The opinion of the court was delivered by: Gerard E. Lynch, District Judge


This insurance case requires a clarification of the difference between being excluded from coverage and simply being uninsured. Plaintiff Empire Fire and Marine Insurance Co. ("Empire") seeks a declaratory judgment that it has not provided excess liability coverage to the defendants in an underlying negligence action in New York state court. Defendant Elrac, Inc. d/b/a Enterprise Rent-A-Car ("Elrac") moves for summary judgment on the grounds that a declaratory judgment is inappropriate, and in the alternative that Empire failed to timely disclaim liability and is therefore estopped from denying coverage. Empire cross-moves for summary judgment, contending that the defendants in the underlying action were never covered by the insurance policy in question, and that it therefore had no duty to promptly disclaim. Defendant's motion will be denied, and plaintiff's motion will be granted.


This case began on August 5, 2001, when a fourteen-year-old girl picking blueberries with other girls from her summer camp got behind the wheel of a van and attempted to drive it. Confused about how the controls worked, she swerved wildly around the parking lot, hitting one of the other campers, who was dragged under the van for some distance into the rows of blueberries. (Richman Aff. Ex. G.)

The victim of the accident, defendant Hayley B. Goldberg, along with her parents, Rhonda and Samuel Goldberg, brought a negligence action in Kings County Supreme Court on July 21, 2004. (Richman Aff. Ex. F.) The Goldbergs named a number of defendants in that underlying action, all of whom are also defendants in this declaratory judgment action. Along with the camper who caused the accident, the Goldbergs sued the summer camp that had sponsored the trip, defendant Machon Chana Women's Institute, Inc. ("Machon Chana"), and a camp counselor, defendant Chana Miriam Leider.*fn1 Leider, the Goldbergs alleged, had given the keys to the van to the underage driver.*fn2 (Richman Aff. Ex. F. ¶ 14.) The defendants deny that Leider gave the camper her keys or her permission (see Empire Mem. at 5); all of the other facts in this case are undisputed.

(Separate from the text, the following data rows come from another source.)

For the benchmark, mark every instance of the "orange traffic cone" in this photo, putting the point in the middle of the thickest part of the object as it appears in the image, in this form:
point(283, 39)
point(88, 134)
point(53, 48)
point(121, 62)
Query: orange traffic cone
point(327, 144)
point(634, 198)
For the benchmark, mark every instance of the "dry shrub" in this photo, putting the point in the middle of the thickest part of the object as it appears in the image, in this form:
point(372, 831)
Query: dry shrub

The Goldbergs also sued defendant Elrac, which owned the van. On July 31, 2001, the van had been rented from Elrac by defendant Kimberly Shpitsek,*fn3 a counselor at Camp Machon Chana who apparently did not go on the blueberry-picking trip. Shpitsek was the only person authorized to drive the vehicle under the rental agreement. Shpitsek claims that she "did not rent a vehicle on [her] own behalf," but "on behalf of [her] employer, Camp Machon Chana[,] and [that] this was and is clearly indicated on the rental application." (Shpitsek Aff., un-numbered attachment to Machon Chana 56.1 Stmt.) Although the rental agreement does note that the renter's employer was Camp Machon Chana, however, it identifies Shpitsek as the renter, and bears the emphatic legend, "NO OTHER DRIVER PERMITTED." Defendants have pointed to nothing in the agreement suggesting its coverage extended to other drivers. (Richman Aff. Ex. C.)

When Shpitsek rented the vehicle, she also purchased a supplemental liability insurance policy, issued by plaintiff Empire. (Richman Aff. Exs. E, F.) This was an "excess" policy; it only covered liability for bodily injury in excess of $250,000. Elrac maintained a $250,000 "Self-Insured Retention" under the policy, meaning that it would be responsible for personal injury liability up to $250,000. (P. Mem. at 2.)

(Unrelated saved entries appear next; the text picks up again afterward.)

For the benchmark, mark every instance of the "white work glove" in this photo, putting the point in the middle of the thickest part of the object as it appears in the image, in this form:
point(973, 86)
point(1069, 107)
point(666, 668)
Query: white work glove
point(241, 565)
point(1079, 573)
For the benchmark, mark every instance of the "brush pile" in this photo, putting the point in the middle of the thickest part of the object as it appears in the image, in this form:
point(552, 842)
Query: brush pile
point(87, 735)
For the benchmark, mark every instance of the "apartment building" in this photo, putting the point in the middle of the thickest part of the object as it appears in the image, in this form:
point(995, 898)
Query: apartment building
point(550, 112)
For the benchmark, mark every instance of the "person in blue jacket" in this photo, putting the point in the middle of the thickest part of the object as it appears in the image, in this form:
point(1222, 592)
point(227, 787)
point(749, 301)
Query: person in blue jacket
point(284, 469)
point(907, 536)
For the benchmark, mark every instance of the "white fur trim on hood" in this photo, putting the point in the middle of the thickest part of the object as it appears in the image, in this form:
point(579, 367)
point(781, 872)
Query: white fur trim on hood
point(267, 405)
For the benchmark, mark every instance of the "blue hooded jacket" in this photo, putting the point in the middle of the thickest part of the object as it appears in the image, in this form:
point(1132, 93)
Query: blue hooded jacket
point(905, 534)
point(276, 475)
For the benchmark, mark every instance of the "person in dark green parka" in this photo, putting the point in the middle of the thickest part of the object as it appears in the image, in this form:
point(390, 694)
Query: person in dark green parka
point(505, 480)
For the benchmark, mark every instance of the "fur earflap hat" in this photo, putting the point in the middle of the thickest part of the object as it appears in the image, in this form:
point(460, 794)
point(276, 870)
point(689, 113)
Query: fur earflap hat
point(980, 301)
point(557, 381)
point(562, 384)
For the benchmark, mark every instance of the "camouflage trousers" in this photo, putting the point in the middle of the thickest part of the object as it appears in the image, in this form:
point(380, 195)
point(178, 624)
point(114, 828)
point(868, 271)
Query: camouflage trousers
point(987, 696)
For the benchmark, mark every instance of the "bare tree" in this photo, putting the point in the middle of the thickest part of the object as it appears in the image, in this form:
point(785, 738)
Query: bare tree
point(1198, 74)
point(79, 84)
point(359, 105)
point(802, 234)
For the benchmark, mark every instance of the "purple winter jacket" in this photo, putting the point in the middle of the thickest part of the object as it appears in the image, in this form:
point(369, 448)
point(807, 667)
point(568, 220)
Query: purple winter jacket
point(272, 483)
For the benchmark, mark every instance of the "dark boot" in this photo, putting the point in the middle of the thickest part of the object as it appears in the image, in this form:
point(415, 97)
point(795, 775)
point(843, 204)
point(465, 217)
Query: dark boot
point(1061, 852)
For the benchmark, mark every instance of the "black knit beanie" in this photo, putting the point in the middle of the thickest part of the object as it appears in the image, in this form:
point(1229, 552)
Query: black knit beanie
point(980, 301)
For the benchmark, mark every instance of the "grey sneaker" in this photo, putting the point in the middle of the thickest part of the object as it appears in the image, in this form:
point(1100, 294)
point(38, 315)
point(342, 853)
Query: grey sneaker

Prior to the filing of this lawsuit, the only notice Empire gave to the defendants of its objections to coverage was on October 28, 2003, when Empire issued a letter reserving its rights and questioning the applicability of the policy, among other things because the driver who caused the accident was unauthorized. (Richman Aff. Ex. H.) The letter was addressed to "Citteo Moriania," apparently an interpretation of a name used to identify Kimberly Shpitsek on the the rental agreement. It was addressed to the Machon Chana camp at its summer address, but because it was sent in October, when the camp was closed for the winter, no one received it. (Machon Chana Mem. at 3.*fn4 ) The parties do not explain why Machon Chana was unable to arrange for mail forwarding during the winter months. In any event, the letter was never received and is not relevant to this summary judgment motion because Empire does not contend that it constituted a timely disclaimer of coverage.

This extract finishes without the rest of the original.